Fotoğraf çekiminin gerçekleştiği gün, sivillerine bürünmüş haline bakıp onu kime benzettiğimi düşünüp duruyorum. Hayır, Türkiye’de adının duyulduğu ilk günden beri huzura gelen yerli J. Lo, yerli Shakira, yerli Beyoncé göndermelerine atıfta bulunmak değil niyetim. Bulunmak da haksızlık olur; zira hiçbirine benzemiyor. Ya da belki şöyle ifade etmeli: Sahnedeki halini göz önünde bulundurunca bu üç sanatçı birbirini ne kadar andırıyorsa, o da onlara o kadar benziyor. Bu dönemin R&B, pop vs. söyleyip sahnede dans ederek performans sergileyen, güçlü kadın solist modelinin başarılı bir örneği işte; Patti Smith’e benzeyecek hali yok ya...

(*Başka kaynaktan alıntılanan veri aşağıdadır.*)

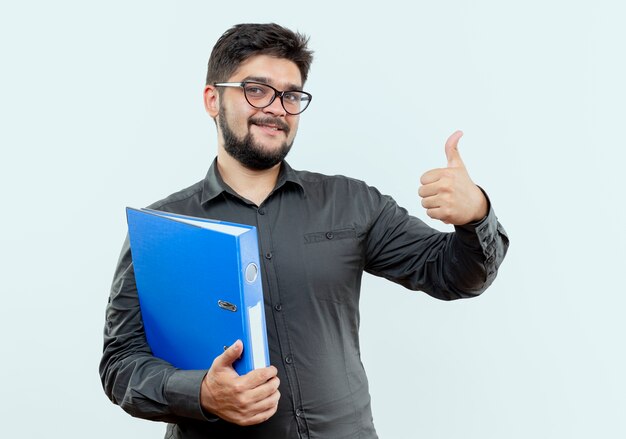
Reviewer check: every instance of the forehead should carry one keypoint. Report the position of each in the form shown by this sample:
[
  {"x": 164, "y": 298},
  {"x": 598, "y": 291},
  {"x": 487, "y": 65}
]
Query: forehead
[{"x": 280, "y": 73}]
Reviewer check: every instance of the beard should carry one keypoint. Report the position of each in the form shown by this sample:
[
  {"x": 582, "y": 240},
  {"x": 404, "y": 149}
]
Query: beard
[{"x": 247, "y": 151}]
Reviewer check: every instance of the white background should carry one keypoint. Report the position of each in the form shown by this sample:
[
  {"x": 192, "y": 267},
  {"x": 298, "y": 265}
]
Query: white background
[{"x": 101, "y": 108}]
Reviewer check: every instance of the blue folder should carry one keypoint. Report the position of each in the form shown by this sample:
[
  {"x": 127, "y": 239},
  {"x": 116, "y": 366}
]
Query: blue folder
[{"x": 199, "y": 287}]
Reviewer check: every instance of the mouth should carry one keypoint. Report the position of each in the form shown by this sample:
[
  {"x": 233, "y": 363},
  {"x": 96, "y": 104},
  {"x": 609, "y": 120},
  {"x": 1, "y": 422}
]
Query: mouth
[{"x": 272, "y": 126}]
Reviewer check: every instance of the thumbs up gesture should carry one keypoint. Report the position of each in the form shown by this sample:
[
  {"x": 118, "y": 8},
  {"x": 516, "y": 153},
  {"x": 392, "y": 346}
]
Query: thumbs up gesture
[{"x": 449, "y": 194}]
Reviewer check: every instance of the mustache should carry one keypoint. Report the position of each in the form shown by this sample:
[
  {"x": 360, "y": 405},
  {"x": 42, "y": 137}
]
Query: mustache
[{"x": 280, "y": 124}]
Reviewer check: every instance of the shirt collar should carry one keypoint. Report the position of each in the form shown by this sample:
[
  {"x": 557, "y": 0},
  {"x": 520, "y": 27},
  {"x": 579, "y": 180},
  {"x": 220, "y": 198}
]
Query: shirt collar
[{"x": 214, "y": 184}]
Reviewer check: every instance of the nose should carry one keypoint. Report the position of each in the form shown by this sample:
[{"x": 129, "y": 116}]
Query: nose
[{"x": 275, "y": 108}]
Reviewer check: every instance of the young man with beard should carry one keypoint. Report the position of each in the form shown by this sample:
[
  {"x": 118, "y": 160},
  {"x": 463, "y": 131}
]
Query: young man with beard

Benim beynimi kaşındıran, dilimin ucuna gelip çıkaramadığım başka biri var ama?.. Başka biri... Başka bir şey... Şey?.. Neden sonra uyanıyorum ki, onu başka birine değil, bir şeye benzetiyorum. Kutusundan yeni çıkmış bir Bratz bebeğe!

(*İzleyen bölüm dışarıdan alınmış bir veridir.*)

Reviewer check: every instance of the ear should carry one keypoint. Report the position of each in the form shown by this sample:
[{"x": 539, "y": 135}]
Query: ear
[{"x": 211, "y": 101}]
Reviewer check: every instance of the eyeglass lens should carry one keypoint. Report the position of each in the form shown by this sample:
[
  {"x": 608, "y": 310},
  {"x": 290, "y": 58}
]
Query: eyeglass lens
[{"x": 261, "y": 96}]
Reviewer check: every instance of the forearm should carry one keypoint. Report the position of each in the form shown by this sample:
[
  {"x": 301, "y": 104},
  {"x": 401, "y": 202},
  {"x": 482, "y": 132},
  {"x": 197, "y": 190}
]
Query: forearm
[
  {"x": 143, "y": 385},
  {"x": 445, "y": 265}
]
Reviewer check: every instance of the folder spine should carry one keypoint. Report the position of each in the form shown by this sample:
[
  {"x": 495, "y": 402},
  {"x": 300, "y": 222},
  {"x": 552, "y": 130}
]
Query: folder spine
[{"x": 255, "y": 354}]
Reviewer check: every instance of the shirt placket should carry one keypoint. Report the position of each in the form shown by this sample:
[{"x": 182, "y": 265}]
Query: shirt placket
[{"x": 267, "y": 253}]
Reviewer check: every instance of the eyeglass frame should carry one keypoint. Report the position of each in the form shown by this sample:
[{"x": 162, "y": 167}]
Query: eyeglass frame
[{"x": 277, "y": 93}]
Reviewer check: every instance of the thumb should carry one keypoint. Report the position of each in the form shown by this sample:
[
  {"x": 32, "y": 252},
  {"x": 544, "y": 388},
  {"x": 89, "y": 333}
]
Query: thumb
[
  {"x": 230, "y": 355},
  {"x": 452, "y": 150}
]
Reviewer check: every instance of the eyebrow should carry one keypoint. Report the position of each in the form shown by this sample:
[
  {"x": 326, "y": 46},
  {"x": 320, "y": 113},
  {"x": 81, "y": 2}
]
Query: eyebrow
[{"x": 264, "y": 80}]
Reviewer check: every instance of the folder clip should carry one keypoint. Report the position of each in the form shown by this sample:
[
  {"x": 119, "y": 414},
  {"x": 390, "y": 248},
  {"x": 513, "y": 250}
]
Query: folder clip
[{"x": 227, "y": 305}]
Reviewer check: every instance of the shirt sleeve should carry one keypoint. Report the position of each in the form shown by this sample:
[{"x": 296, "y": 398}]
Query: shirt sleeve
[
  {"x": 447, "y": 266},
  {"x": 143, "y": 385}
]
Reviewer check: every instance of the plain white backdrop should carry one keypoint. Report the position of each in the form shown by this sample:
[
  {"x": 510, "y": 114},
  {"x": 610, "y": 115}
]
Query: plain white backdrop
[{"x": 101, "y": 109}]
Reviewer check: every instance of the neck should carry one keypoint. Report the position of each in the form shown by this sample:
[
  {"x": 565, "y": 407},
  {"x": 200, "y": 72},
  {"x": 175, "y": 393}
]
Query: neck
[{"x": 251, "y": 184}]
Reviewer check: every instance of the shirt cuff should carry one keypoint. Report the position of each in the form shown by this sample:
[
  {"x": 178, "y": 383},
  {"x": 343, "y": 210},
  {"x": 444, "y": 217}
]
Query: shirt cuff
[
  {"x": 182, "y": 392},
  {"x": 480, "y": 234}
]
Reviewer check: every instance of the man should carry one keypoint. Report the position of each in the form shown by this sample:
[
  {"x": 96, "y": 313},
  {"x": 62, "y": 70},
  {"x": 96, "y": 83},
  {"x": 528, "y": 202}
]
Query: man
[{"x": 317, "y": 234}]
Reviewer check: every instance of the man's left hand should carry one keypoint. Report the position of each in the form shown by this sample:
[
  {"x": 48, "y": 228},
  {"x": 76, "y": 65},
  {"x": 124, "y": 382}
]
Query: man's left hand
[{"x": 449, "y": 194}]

Ortamda Bratz koleksiyoneri bir kız çocuğu olsa, Hadise’yi alıp eve götürebilir mi diye annesinin paçasına yapışabilir, o derece: İçinde Superman logolu bir tişört, üzerinde Amerikan futbolu oynayan üniversite öğrencilerinin giydiği tarzda bir mont, altında skinny jeans, ayağında dunk model Isabel Marant’lar var. Tahminimden daha uzun. Dal gibi incecik. Kabarık, gür, sarı saçları beline uzanıyor. Kaşık kadar yüzünün yarısı göz, yarısı dudak. Ambalajlayıp vitrine koysan, en kapışılan Bratz modeli olmazsa, ben de bir şey bilmiyorum.

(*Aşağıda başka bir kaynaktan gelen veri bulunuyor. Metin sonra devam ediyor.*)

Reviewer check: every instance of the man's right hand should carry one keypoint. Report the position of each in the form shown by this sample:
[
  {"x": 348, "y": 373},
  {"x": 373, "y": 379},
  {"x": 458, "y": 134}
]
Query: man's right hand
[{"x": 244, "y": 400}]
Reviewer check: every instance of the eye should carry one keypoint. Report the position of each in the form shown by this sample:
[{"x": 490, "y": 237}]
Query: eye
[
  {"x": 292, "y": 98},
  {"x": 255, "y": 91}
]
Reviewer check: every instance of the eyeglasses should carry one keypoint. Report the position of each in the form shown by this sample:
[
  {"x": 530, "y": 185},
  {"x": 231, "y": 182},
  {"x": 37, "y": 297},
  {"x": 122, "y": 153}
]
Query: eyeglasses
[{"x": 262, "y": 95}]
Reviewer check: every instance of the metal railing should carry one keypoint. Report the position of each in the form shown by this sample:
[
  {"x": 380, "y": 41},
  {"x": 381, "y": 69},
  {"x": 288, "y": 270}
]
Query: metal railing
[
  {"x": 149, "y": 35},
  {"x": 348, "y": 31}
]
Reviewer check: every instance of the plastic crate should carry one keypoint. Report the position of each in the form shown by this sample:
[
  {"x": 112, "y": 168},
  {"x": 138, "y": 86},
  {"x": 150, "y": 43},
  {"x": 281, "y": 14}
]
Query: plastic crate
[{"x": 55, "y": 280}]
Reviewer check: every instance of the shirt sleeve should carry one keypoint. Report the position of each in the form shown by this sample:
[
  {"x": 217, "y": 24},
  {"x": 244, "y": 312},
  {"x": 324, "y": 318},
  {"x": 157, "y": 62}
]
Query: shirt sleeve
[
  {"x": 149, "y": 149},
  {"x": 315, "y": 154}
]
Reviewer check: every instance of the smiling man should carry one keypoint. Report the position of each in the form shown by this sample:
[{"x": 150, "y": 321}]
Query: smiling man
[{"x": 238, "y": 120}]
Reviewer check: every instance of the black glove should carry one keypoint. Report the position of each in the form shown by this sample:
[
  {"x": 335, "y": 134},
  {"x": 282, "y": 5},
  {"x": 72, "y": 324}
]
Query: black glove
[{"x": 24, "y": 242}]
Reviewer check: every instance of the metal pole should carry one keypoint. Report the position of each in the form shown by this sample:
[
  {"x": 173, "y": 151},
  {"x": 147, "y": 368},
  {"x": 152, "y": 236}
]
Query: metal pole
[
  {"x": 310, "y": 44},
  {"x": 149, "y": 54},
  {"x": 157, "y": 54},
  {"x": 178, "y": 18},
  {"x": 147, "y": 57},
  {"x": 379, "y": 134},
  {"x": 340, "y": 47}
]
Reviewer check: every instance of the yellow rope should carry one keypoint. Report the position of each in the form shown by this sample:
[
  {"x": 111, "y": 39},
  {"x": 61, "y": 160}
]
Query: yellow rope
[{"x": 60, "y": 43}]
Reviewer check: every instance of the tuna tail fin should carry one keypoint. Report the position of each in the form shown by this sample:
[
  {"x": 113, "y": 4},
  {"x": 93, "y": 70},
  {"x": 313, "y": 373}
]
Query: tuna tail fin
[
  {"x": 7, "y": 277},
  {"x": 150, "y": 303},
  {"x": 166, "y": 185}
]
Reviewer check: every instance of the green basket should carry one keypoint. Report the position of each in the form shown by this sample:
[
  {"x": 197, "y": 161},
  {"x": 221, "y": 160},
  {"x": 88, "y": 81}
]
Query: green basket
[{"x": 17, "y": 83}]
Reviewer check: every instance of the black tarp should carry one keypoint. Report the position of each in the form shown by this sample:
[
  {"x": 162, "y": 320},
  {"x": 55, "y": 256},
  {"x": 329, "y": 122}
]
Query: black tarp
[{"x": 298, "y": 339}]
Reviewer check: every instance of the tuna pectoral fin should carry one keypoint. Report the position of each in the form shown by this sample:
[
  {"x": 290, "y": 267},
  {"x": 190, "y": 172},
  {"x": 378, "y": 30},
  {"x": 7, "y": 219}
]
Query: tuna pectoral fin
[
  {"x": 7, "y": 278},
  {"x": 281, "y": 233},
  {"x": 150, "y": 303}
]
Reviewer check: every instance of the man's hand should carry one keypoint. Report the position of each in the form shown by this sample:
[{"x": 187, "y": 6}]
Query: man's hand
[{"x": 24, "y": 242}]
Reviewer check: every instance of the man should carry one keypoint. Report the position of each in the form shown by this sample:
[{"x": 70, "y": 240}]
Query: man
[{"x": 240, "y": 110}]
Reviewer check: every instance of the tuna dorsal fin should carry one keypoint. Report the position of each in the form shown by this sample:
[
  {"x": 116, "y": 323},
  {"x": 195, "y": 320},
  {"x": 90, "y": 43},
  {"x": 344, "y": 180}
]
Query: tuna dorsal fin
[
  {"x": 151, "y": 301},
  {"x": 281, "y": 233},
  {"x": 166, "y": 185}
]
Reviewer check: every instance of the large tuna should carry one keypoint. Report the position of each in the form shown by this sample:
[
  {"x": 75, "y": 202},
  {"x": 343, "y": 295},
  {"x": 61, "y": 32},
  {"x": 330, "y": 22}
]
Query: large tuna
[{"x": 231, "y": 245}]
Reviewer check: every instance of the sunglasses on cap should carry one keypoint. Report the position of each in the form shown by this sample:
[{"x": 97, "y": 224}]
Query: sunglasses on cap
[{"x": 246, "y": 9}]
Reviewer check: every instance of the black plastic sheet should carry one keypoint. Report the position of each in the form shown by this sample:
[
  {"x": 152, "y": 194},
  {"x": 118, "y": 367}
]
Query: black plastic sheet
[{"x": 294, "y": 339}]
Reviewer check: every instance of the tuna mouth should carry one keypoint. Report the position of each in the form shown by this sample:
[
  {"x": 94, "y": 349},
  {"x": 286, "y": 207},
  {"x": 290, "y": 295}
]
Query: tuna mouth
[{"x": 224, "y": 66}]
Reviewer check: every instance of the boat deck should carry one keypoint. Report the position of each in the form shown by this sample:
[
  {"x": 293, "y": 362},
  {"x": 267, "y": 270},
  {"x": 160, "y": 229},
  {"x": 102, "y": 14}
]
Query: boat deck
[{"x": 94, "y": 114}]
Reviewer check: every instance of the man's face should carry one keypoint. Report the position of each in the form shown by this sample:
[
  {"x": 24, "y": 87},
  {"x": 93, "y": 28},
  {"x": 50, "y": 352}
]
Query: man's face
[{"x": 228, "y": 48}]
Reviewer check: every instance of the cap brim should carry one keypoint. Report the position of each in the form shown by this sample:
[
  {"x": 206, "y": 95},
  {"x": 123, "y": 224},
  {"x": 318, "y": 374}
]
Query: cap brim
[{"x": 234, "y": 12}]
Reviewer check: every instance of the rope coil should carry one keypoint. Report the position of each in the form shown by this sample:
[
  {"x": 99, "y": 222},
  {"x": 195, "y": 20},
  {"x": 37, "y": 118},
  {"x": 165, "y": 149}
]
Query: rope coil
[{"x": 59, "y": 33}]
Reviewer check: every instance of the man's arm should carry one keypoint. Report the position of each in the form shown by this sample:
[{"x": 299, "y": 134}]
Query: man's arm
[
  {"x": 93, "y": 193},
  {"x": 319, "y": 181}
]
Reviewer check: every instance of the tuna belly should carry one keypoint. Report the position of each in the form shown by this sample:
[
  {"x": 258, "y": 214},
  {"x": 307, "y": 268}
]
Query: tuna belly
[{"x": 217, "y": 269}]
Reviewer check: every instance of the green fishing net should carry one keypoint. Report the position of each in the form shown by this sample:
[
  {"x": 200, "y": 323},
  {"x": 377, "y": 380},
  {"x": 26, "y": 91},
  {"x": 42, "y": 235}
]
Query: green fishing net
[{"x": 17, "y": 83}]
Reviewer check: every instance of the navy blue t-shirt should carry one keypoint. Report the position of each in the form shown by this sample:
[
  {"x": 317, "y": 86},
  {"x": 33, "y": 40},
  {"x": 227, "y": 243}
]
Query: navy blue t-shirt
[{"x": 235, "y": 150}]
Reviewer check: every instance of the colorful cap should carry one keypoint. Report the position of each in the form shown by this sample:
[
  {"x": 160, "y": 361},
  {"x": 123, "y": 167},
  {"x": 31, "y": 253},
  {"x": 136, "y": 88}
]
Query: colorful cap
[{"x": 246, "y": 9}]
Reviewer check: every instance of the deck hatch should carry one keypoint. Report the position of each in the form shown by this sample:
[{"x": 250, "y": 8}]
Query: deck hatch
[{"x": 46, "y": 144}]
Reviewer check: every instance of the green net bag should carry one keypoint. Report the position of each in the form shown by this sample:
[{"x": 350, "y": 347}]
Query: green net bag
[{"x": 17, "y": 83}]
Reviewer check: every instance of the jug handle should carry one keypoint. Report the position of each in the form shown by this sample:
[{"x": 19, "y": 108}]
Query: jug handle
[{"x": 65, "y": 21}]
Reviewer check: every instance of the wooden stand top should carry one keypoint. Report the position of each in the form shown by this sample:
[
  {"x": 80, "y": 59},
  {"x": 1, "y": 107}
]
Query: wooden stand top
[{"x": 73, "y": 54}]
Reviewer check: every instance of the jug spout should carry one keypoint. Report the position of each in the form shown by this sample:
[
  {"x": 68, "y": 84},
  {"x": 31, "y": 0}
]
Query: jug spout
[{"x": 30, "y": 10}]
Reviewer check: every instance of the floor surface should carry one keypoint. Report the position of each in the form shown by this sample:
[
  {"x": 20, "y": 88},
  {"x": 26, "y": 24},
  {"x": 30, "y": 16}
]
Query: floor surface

Malum, üzerine yukarıda saydıklarımdan daha hafif bir şeyler aldığı fotoğraf çekiminin ardından röportajın başına çöktüğümüzde, “Üşümediniz inşallah?” diye soruyorum. “Yok” diyor, “Çalışırken üşümem ben.”

Bu durumda ergenliğinden beri pek üşümediği tahmininde bulunabilir insan. Çok küçük yaşlardan beri kendi parasını kazanıyor: “Annemle babam ben 11 yaşımdayken ayrıldı. Babamla çok fazla görüşmesem de ikisinin de yeri bende ayrı. Bence güzel yürüttüler, ikisini de tebrik etmek lazım. Annem ev hanımıydı, çalışmıyordu, bu yüzden, nasıl desem, biz genç yaşta çalışmayı öğrendik. Hafta sonları bir fırında çalışırdım 15 yaşındayken. Sonra 16 yaşında bir elbise mağazasında çalışmaya başladım yine cumartesi-pazarları. O dönem liseyi bitirmiştim, marketing okumaya başlamıştım başka bir şehirde. Yurtta kalıyordum. Harçlığımı çıkarabilmek için işe gidiyordum hafta sonları. Aynı dönem, müzik kariyerim başladı zaten.”